1. ## Rational equations?

Totally lost. ??

2. I assume you want to simplify this expression?

$\displaystyle \frac{3(x-7)}{(x+2)(2x-1)} \cdot \frac{4x^2 + 6x -4}{4x-28}$

Start off by factorising your polynomial expressions on the right:

$\displaystyle \frac{3(x-7)}{(x+2)(2x-1)} \cdot \frac{2(x+2)(2x-1)}{4(x-7)}$

Multiply the two fractions:

$\displaystyle \frac{6(x-7)(x+2)(2x-1)}{4(x+2)(2x-1)(x-7)}$

Cancel out factors in denominator and numerator:

$\displaystyle \frac{6}{4} = \frac{3}{2}$

3. Do some factoring on $\displaystyle \frac{4x^2+6x-4}{4x-28}= \frac{2(x^2+3x-2)}{4(x-7)}$

Now have a go at factoring the quadratic in the numerator.

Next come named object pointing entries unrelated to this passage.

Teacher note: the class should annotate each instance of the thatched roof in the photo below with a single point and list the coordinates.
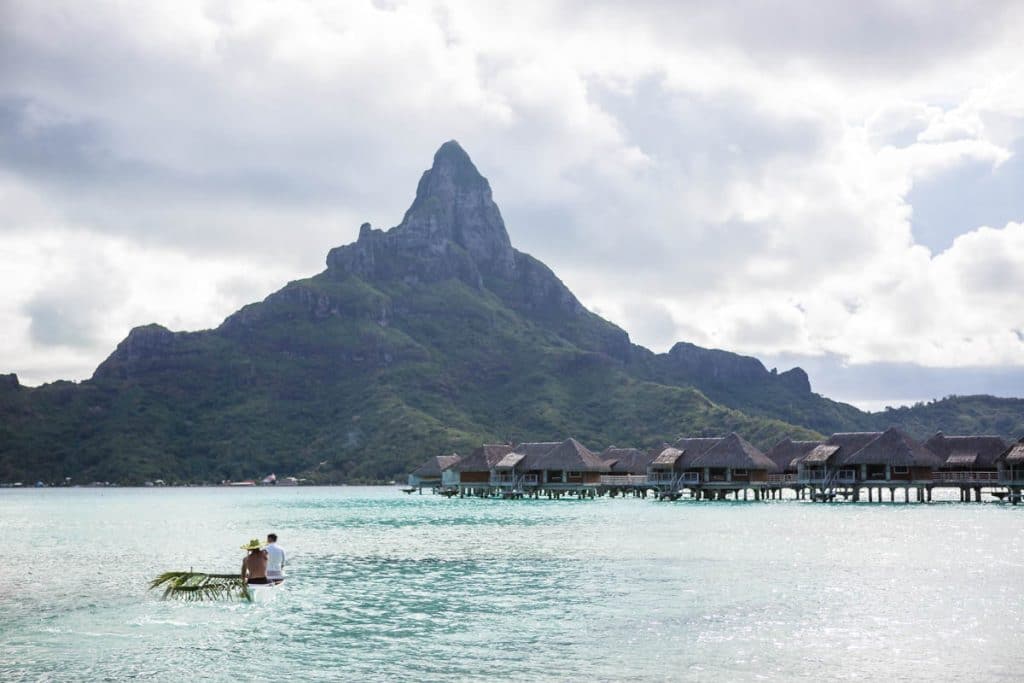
(893, 447)
(569, 455)
(981, 451)
(482, 458)
(509, 461)
(434, 466)
(667, 458)
(1015, 454)
(837, 447)
(819, 454)
(626, 461)
(693, 446)
(534, 452)
(786, 453)
(735, 453)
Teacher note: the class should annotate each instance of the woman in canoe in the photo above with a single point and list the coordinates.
(254, 564)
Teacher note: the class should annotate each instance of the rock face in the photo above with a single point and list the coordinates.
(9, 382)
(143, 345)
(454, 229)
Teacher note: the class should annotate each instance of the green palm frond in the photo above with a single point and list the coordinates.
(196, 586)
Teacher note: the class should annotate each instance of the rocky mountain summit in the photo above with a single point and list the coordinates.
(431, 337)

4. Originally Posted by pickslides
Do some factoring on $\displaystyle \frac{4x^2+6x-4}{4x-28}= \frac{2(x^2+3x-2)}{4(x-7)}$

Now have a go at factoring the quadratic in the numerator.
$\displaystyle \frac{2(2x^2+3x-2)}{4(x-7)}$?

5. Originally Posted by rowe
$\displaystyle \frac{2(2x^2+3x-2)}{4(x-7)}$?
Twas careless of me.

6. Originally Posted by pickslides
Twas careless of me.
Sorry, I know you know- but since you highlighted a step my answer didn't, I didn't want our help seeker getting confused!